Communist Party of India | |
|
|
General Secretary | A.B. Bardhan |
---|---|
Founded | 1920 |
Headquarters | Ajoy Bhawan, Kotla Marg, New Delhi - 110002 |
Alliance | Left Front |
Political ideology | Communism |
Publications | New Age (English), Mukti Sangharsh (Hindi) |
Website | cpindia.org |
See also the politics of India series |
The Communist Party of India (CPI) is a political party in India. In the Indian communist movement, there are different views on exactly when the Indian communist party was founded. The date maintained as the foundation day by CPI is 26 december 1925. But the Communist Party of India (Marxist), which split-off from the CPI, claims that the party was founded in the USSR in 1920.
Contents |
The Communist Party of India was founded in Tashkent on October 17, 1920, soon after the Second Congress of the Communist International. The founding members of the party were M.N. Roy, Evelina Trench Roy (Roy's wife), Abani Mukherji, Rosa Fitingof (Abani's wife), Mohammad Ali (Ahmed Hasan), Mohammad Shafiq Siddiqui and M.P.B.T. Acharya.[1][2]
The CPI began efforts to build a party organisation inside India. Roy made contacts with Anushilan and Jugantar groups in Bengal. Small communist groups were formed in Bengal (led by Muzaffar Ahmed), Bombay (led by S.A. Dange), Madras (led by Singaravelu Chettiar), United Provinces (led by Shaukat Usmani) and Punjab (led by Ghulam Hussain). However, only Usmani became a CPI party member.[3]

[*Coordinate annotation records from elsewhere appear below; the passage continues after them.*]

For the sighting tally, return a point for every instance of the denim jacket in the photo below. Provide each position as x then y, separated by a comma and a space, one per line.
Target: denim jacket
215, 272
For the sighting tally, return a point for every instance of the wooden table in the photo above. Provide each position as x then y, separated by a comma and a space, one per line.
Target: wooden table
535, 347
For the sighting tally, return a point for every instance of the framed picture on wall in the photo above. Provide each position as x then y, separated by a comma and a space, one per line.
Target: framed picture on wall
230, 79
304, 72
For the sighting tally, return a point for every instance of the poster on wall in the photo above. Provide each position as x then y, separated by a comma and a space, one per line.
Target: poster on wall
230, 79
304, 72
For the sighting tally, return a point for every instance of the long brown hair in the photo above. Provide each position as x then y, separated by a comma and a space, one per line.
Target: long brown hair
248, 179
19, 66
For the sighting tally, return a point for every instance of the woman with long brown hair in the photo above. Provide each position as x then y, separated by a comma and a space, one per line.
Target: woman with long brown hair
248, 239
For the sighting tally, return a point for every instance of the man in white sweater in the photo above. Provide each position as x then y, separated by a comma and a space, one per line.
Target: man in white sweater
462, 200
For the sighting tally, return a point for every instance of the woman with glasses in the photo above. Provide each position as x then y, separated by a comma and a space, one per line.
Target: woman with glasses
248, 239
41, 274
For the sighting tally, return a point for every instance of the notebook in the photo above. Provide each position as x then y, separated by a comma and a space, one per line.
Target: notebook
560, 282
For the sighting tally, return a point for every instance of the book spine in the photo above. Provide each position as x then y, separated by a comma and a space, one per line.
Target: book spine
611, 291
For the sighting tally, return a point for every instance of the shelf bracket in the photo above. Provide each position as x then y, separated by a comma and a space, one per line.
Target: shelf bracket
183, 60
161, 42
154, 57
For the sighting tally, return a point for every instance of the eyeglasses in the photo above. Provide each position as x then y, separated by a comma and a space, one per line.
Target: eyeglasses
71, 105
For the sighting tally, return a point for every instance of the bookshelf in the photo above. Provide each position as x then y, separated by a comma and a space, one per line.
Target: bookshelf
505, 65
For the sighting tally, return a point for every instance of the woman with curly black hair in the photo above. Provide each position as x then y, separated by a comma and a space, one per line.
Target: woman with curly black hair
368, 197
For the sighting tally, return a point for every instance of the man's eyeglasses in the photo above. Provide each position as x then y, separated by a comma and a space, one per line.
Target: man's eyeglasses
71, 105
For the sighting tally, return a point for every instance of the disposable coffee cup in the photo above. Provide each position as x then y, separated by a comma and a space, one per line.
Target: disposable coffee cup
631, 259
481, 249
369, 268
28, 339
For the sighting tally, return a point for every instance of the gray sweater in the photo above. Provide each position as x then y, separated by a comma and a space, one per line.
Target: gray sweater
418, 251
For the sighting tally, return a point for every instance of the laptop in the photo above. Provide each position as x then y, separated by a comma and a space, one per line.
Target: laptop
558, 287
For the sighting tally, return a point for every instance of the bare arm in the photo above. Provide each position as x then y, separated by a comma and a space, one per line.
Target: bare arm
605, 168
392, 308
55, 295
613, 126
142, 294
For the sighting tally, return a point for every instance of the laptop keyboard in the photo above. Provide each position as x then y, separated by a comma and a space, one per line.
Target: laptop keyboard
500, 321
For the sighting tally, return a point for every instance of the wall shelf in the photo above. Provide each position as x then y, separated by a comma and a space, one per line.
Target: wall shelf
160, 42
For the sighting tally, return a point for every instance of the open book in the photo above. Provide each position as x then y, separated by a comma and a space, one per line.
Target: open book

During the 1920s and beginning of 1930s the party was badly organized, and in practice there were several communist groups working with limited national coordination. The British colonial authorities had banned all communist activity, which made the task of building a united party very difficult. Between 1921 and 1924 there were four conspiracy trials against the communist movement; First Peshawar Conspiracy Case, Second Peshawar Conspiracy Case, Moscow Conspiracy Case and the Cawnpore Bolshevik Conspiracy Case. In the first three cases, Russian-trained muhajir communists were put on trial. However, the Cawnpore trial had more political impact. On March 17 1924, M.N. Roy, S.A. Dange, Muzaffar Ahmed, Nalini Gupta, Shaukat Usmani, Singaravelu Chettiar, Ghulam Hussain and R.C. Sharma were charged, in Cawnpore (now spelt Kanpur) Bolshevik Conspiracy case. The specific charge was that they as communists were seeking "to deprive the King Emperor of his sovereignty of British India, by complete separation of India from imperialistic Britain by a violent revolution." Pages of newspapers daily splashed sensational communist plans and people for the first time learned such a large scale about communism and its doctrines and the aims of the Communist International in India.[4]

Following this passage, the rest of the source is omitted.